Guillaume Klossa: Notre système démocratique libéral s’est fondé au lendemain de la guerre sur l’existence d’un système de médias pluralistes et indépendants permettant le développement de sociétés modérées et garantissant un débat public de qualité. Le système médiatique a joué et continue à jouer un rôle majeur pour garantir la cohésion de nos sociétés et la qualité du débat public mais ce rôle est menacé chaque jour un peu plus par le poids de réseaux sociaux qui fragmentent nos sociétés et de plateformes qui captent l’essentiel de la publicité qui servait autrefois à financer nos médias. C’est dans ce contexte que “fleurissent ” les fake news et plus largement que se développent des phénomènes de mésinformation d’une ampleur sans précédent, possiblement soutenus par des puissances étrangères.

En parallèle, les médias traditionnels se transforment et ont vocation à devenir à l’instar du Financial Times ou du Washington Post de vraies “data companies” qui utilisent les données pour connaître leur audience, enrichir leurs contenus, faciliter le travail des journalistes grâce à de la veille informationnelle, la vérification des sources et la production automatisée des informations à faible valeur ajoutée, personnaliser les contenus et la distribution de ces contenus et bien sûr valoriser cette connaissance de leur audience pour renforcer leur attractivité publicitaire. Pour toutes ces évolutions, l’intelligence artificielle est centrale. C’est aussi un outil qui peut être mis au service de l’identification et de la lutte contre les fausses nouvelles.

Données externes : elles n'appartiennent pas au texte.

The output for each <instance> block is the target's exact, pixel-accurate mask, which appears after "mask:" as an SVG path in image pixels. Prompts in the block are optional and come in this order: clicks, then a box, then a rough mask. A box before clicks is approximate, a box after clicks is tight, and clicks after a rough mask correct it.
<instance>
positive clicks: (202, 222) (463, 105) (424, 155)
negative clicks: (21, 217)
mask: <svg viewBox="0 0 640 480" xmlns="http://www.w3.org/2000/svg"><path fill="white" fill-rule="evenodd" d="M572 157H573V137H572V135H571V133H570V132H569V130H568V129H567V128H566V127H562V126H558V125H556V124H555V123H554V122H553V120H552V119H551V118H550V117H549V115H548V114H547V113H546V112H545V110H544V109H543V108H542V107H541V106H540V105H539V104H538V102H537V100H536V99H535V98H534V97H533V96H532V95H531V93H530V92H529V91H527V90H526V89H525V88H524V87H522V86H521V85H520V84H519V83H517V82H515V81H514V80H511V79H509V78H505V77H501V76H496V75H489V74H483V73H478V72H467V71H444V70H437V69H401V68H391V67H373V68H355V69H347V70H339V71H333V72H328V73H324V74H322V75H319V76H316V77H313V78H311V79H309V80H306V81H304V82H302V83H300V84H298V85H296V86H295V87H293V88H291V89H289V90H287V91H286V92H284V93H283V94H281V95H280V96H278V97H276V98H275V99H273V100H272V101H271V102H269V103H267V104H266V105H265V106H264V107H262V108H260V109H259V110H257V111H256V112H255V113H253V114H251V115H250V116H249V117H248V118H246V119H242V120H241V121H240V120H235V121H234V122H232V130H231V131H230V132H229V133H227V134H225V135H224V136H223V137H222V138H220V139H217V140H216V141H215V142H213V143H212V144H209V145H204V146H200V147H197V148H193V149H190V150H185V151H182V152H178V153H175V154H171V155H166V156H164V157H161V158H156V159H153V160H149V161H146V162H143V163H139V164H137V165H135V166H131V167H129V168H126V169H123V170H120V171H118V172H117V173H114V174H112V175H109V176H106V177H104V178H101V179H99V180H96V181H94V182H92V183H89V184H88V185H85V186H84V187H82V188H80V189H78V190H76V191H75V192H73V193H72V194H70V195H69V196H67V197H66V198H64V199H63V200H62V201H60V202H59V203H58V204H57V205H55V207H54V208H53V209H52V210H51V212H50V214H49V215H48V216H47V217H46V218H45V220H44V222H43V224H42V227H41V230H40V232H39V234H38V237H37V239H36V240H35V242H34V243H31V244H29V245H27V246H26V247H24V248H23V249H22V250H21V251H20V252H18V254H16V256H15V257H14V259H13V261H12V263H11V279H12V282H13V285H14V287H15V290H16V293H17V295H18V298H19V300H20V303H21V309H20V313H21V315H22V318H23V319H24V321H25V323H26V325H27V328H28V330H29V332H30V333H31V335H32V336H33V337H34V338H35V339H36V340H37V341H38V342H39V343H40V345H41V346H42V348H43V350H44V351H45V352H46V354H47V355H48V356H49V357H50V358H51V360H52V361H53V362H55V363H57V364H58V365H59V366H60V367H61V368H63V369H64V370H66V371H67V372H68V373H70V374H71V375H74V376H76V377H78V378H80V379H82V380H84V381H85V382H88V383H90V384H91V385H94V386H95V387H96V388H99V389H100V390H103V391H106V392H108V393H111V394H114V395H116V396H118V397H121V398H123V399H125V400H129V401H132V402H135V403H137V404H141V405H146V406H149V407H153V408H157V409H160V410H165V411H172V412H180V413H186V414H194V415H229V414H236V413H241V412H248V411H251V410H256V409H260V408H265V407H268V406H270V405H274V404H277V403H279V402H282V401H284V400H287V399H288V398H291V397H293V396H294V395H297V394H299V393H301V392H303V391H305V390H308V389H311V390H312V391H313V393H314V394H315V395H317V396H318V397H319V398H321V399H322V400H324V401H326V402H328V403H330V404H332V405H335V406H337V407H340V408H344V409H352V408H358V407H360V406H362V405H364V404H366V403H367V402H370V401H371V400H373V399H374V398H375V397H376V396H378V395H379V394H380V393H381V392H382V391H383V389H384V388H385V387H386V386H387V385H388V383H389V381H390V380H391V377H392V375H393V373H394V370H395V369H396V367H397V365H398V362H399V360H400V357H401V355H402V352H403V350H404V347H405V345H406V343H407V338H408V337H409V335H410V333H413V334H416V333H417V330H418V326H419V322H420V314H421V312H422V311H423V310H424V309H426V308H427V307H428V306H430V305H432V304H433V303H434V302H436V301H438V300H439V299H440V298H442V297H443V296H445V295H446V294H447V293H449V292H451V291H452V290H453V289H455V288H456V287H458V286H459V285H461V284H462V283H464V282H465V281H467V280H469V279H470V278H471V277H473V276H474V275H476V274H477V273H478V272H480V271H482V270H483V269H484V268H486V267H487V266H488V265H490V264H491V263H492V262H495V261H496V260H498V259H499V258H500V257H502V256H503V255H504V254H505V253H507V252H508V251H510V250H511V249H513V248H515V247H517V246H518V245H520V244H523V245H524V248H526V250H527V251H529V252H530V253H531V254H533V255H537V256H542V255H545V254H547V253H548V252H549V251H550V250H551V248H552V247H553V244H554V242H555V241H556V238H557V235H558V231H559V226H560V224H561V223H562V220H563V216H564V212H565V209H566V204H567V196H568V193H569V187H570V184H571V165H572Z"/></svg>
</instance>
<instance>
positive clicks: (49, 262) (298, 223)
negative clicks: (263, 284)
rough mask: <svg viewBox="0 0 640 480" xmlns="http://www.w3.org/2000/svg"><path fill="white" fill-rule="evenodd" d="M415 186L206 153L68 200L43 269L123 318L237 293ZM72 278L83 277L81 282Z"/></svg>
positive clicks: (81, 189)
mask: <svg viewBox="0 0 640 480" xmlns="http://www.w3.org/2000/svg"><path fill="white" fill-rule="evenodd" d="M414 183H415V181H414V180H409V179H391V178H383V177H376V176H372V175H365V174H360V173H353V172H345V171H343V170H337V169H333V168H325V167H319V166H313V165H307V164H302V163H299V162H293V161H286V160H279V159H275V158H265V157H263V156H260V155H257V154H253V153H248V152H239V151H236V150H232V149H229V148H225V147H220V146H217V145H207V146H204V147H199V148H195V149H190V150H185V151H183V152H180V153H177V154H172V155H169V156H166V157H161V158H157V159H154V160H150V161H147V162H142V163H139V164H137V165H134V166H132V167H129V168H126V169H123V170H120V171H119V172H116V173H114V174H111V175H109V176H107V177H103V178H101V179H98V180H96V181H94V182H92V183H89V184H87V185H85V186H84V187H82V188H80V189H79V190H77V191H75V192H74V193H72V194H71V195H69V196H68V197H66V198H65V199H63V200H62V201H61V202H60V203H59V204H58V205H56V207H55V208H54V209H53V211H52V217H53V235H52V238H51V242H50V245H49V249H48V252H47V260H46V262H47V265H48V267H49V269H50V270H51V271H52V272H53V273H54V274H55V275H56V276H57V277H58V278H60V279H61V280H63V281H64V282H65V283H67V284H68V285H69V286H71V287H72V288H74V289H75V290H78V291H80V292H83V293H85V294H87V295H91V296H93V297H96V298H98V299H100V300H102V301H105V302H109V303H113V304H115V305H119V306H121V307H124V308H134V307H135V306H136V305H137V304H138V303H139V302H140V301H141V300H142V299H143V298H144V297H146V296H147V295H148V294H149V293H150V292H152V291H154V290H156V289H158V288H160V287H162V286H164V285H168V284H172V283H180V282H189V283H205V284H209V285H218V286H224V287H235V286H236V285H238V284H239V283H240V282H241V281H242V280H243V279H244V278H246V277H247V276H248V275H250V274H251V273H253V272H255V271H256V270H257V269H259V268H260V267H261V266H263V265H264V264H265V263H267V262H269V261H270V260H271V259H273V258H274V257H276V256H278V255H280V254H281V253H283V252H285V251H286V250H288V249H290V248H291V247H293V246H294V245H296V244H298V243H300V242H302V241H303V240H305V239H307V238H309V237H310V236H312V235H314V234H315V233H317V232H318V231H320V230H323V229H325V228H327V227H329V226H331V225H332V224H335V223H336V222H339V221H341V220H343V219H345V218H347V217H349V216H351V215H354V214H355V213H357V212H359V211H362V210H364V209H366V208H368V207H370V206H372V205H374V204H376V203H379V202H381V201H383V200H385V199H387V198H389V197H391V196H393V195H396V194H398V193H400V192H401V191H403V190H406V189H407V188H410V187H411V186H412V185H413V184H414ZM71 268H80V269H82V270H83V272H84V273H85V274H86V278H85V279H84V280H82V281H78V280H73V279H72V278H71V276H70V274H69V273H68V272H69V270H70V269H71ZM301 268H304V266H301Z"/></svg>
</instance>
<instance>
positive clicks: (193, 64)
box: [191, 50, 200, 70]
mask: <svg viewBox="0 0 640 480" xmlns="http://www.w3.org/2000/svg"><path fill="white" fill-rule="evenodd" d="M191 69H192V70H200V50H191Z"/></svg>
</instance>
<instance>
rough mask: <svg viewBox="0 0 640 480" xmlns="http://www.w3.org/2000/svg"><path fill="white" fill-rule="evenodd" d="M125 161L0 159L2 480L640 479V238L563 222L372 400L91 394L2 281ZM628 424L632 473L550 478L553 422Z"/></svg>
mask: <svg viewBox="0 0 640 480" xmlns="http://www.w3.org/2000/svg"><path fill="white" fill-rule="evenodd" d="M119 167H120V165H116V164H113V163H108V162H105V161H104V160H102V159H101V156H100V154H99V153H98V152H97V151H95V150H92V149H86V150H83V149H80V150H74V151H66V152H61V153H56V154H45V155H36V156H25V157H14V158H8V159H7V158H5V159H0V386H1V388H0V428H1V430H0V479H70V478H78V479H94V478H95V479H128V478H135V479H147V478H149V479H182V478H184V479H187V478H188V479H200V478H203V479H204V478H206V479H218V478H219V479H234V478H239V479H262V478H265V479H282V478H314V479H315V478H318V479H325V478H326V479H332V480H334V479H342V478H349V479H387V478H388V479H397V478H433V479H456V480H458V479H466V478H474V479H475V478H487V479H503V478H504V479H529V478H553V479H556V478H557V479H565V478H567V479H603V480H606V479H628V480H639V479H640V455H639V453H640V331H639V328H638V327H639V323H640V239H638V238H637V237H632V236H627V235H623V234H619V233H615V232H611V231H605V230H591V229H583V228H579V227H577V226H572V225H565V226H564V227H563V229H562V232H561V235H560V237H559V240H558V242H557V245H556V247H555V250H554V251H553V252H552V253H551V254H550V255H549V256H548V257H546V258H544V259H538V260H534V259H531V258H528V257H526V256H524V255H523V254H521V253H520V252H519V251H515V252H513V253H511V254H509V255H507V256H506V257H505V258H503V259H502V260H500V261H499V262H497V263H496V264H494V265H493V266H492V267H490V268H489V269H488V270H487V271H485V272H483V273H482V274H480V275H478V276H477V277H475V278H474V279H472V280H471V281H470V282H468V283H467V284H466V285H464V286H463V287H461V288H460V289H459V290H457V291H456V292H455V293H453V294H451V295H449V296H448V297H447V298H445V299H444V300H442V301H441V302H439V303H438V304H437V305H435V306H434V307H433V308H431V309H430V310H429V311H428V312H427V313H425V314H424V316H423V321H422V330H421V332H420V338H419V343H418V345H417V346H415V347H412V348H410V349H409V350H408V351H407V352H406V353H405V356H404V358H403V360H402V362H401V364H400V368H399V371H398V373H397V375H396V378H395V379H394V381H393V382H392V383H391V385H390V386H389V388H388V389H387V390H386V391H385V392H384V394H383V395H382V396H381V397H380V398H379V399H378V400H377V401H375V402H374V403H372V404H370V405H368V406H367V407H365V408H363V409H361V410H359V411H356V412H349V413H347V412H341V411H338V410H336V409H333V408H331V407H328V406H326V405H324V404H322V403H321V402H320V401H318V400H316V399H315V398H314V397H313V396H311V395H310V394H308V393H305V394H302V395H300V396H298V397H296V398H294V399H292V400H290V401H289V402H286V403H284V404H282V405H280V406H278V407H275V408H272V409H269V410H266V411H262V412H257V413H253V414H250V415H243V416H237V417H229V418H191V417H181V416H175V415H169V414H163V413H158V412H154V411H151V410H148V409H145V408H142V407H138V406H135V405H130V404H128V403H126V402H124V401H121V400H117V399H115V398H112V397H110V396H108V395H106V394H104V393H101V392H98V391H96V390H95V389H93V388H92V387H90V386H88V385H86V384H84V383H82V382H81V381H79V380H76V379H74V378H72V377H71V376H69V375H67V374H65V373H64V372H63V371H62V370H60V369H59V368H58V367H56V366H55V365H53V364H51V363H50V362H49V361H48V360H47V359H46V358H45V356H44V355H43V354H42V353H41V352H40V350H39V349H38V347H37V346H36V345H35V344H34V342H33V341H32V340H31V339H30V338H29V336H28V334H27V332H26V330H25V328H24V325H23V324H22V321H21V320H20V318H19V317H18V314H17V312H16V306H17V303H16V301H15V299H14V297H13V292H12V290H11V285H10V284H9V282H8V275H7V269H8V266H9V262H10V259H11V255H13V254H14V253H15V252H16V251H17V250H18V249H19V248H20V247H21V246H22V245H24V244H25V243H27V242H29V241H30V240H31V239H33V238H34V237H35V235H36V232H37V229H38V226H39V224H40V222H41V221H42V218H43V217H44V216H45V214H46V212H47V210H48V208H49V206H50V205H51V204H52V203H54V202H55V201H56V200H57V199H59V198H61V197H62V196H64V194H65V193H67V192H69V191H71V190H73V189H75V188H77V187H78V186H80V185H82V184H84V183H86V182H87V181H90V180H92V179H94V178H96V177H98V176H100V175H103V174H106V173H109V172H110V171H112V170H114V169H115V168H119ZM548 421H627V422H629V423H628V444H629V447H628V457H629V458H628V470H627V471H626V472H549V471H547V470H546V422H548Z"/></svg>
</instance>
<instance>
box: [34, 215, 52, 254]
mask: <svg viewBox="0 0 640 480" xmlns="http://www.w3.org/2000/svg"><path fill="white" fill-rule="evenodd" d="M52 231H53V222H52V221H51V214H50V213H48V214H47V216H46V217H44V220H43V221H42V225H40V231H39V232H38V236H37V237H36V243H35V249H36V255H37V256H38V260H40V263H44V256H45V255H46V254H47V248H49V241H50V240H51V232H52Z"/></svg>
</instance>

La blockchain, quant à elle, a de nombreux usages que nous sommes en train d’établir pour le secteur des médias, depuis la certification de leur archives et des informations au micropaiement des articles de presse. L’objet de la mission que m’a confié la Commission européenne est de voir comment tirer au mieux parti de ces technologies pour renforcer le secteur des médias au sens large (audiovisuel, presse, plateformes, réseaux sociaux, jeux…) en Europe et notamment renforcer sa soutenabilité économique mais aussi contribuer à la qualité et la diversité de l’information et des contenus et, au final, lutter contre la fragmentation de nos sociétés. Je suis également convaincu que ces technologies peuvent contribuer à la création d’un véritable espace public européen, grâce notamment aux progrès considérables de la traduction automatique.

Vous publiez ces jours-ci Media for good (éditions Débats Publics), un essai préfacé par Roberto Saviano et consacré à l'émergence de nouveaux types de médias grand public, personnalisés et à leur manière collaboratifs et participatifs. Comment vous en est venue l'idée et quels seraient l'objectif et le public de ce média, ainsi que son modèle économique ?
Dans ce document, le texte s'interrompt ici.